Beetles and Lightning Are Torching Canada's Vast West

Record forest fires are climate change in action.

The once-lush forests of Western Canada are going up in smoke. Thousands of firefighters are struggling to control the unprecedented number of wildfires sweeping the country and neighboring Alaska. Thousands of people have been evacuated from their homes, and the smoke is sweeping across the West Coast and as far south as Colorado, causing air pollution ratings to skyrocket. While officials are bringing in the Canadian Forces to keep the fires contained, people are demanding to know why this year has gotten so out of control.

As of today, there are an estimated 106 wildfires in British Columbia, the largest covering up to 38,000 hectares — roughly the size of Denver. In Saskatchewan, there have been 592 wildfires so far this season compared to 213 in 2014, and they’re spreading even further west to Alberta. The combination of record-breaking warm temperatures, likely to have been brought on by the Pacific Decadal Oscillation and El Nino weather patterns, and the devastating effect of the mountain pine beetle have joined forces with the effects of climate change to create the perfect conditions for a wildfire epidemic, at least according to John Innes, the Dean of the University of British Columbia’s Faculty of Forestry, who spoke with the CBC.

It isn’t news that the West Coast, both in Canada and the States, has been heating up. Data from the U.S. National Centers for Environmental Information show that temperatures all along the West Coast are the warmest they’ve been in more than 100 years. The heat has bolstered the mountain pine beetle, which has been devouring pine in British Columbia and Alberta since the 1990s, to expand its range north and east into the boreal forest. These bugs are native to the country, but their populations are usually kept in check by the onset of cold weather. Increasingly mild winters and the subsequent expansion of beetle habitat has caused them to flourish, leaving millions of hectares of dead, dry pine trees in their wake. One lightning strike is all it takes to send it up in flames.

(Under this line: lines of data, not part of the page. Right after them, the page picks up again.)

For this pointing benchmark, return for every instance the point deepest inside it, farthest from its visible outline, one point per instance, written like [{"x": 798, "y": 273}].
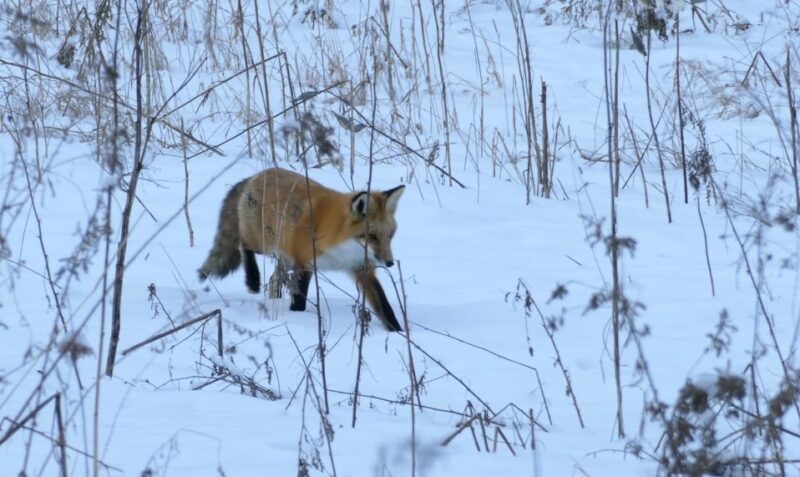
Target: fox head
[{"x": 374, "y": 223}]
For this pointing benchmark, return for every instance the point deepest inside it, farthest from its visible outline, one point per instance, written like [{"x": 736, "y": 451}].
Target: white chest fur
[{"x": 345, "y": 256}]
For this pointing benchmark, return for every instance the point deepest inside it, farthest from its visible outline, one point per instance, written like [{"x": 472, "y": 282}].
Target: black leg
[
  {"x": 252, "y": 277},
  {"x": 385, "y": 313},
  {"x": 299, "y": 296}
]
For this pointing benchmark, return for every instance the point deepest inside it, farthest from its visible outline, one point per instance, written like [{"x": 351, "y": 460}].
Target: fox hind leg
[
  {"x": 252, "y": 277},
  {"x": 303, "y": 280}
]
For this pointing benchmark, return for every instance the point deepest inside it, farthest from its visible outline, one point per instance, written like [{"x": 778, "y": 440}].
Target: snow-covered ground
[{"x": 490, "y": 380}]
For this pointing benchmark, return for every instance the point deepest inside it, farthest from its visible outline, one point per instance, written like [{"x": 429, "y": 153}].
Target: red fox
[{"x": 274, "y": 212}]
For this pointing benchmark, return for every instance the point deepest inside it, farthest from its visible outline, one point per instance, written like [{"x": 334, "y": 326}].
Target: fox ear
[
  {"x": 358, "y": 206},
  {"x": 392, "y": 196}
]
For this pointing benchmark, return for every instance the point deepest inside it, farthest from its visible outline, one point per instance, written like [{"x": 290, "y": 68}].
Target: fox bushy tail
[{"x": 224, "y": 256}]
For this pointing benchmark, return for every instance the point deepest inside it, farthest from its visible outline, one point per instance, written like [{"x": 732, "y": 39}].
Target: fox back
[{"x": 278, "y": 212}]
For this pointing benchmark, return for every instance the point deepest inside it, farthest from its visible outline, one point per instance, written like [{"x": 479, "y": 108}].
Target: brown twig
[{"x": 205, "y": 317}]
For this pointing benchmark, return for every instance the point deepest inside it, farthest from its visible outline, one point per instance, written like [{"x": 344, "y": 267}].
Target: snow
[{"x": 174, "y": 407}]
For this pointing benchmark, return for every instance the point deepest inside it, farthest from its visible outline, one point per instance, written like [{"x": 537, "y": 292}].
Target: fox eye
[{"x": 371, "y": 237}]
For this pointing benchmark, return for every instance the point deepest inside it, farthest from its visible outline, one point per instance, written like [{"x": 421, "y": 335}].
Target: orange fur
[{"x": 278, "y": 212}]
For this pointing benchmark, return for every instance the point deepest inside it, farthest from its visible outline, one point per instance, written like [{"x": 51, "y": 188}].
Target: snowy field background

As the wildfires spread to Alaska, there’s growing concern that the heat will start to burn through the permafrost. Usually, this frozen layer is insulated by “duff,” a thick layer of twigs, moss, and other organic material. But when the duff burns, the permafrost — one of the Earth’s biggest carbon repositories — sends its stored greenhouse gases up into the air. And that easily, the effects of climate change could snowball.

Like many climate change scientists, Innes isn’t afraid to get real. “Longer term, we will see more fires. We will see the fire season extending,” he told the CBC. “It will start earlier, it will go on later, and the fires that we get will be more intense.” The future will be hot, and you will be able to taste it at the back of your throat hundreds of miles away, when the wind shifts.